So, following on from my last post, you’ve picked up on what you think is the mechanism of injury and you’re going after it. In my own mind, this is the same as coaching any other athlete. The only difference is that with an uninjured athlete your focus is more performance based like increasing vertical jump or change of direction speed. In rehab, my main driver is to make a change in the way the athlete moves and to strengthen any structures that need it. Performance is still on my mind but in these instances, the athlete isn’t visiting me to jump higher, their primary aim is to get back on the pitch.
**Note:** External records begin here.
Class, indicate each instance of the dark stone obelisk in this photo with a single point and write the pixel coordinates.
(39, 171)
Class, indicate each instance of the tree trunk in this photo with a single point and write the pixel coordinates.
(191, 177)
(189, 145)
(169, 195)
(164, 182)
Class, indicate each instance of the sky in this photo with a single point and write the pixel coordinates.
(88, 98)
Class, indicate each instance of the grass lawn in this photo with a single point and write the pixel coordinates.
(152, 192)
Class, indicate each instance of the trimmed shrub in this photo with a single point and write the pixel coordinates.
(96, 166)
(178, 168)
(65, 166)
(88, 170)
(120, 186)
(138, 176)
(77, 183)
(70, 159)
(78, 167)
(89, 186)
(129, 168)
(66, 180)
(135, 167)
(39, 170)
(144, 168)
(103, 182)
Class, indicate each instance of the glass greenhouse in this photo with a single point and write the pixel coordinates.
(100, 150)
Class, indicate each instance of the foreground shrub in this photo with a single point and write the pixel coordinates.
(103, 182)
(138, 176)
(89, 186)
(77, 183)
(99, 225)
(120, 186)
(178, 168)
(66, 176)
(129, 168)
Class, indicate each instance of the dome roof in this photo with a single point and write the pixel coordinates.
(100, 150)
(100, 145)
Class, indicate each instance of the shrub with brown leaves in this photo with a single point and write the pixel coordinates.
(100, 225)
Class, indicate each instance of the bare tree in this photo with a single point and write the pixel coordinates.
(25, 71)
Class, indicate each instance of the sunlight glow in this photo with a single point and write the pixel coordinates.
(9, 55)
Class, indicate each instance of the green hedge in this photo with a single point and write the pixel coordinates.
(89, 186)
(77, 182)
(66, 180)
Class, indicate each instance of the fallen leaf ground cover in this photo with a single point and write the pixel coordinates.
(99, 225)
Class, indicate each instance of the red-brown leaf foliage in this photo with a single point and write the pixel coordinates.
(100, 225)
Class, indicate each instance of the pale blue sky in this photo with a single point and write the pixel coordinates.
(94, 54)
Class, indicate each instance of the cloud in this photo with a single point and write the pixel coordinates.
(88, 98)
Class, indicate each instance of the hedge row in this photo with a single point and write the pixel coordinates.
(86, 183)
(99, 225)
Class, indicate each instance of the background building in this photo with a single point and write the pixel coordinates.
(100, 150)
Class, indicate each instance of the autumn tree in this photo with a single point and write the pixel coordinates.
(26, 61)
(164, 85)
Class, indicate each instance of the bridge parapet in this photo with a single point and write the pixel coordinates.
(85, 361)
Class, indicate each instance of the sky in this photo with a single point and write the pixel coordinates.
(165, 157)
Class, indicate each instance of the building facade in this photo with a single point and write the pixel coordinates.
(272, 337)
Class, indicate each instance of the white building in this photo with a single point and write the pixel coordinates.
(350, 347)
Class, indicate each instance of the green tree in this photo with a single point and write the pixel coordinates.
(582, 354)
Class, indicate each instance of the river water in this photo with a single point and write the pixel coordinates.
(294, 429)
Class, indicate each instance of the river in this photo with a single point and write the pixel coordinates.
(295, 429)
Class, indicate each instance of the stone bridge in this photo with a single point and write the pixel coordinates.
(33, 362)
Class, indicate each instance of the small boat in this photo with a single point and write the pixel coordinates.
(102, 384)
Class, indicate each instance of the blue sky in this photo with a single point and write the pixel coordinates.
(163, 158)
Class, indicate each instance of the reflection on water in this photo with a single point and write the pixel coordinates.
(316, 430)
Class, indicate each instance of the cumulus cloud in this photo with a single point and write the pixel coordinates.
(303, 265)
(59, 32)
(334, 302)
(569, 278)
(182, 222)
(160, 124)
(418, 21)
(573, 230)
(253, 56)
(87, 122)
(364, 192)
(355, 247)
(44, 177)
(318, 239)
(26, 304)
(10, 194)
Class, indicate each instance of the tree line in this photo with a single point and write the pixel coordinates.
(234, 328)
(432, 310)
So, exercise selection. This comes from a clear idea of what areas you think are going to have the biggest impact on getting back to competition. Strength, mobility, neuromuscular control and postural change are all areas that may be considered. This will narrow down your selection. Other considerations are logistical, what equipment do they have access to, what’s their training age, how well do they respond coaching, there’s no point selecting exercises that are going to be butchered as soon as they are unsupervised. There are plenty of occasions where I’ve pulled an exercise during a session because the athlete isn’t able for it, I have a finite amount of time to coach the exercise so I always have a plan B. This is something I’ll explain to them.
I also have to be militant about the technique and learning environment. The athlete has had their go at self organising in their previous environment and it got them injured. I have to create a new attractor state and that means creating rules so that they spend as much time away from the old one as possible. As I start to see changes, I can increase the difficulty for the athlete and challenge that new state to further reinforce it. It’s no different from normal S&C work except I allow less variability in the movements initially.
With actual exercises themselves, I will change them to suit the individual. Change foot positions, ranges of motion and cues depending on what I want the athlete to get out of it. I don’t think there’s always a single way to do an exercise. For example a step up, sometimes I’ll start with both feet on the floor, sometimes 1 on the box, sometimes just on the ball of the foot on the step. I’ll target attention to the direction their head travels, what they do with their foot, their body movement over the foot, their knee drive or hip hike depending on what I need to alter in their movement. I don’t have a single script for each exercise. I’ll try to experiment a bit too, if something works then great it’s a keeper, if not I’ve learnt something and it gets put to one side.
The main idea I have in my head is that I have to rehab the injured athlete and not the injury. As a result there is always an element of individualisation.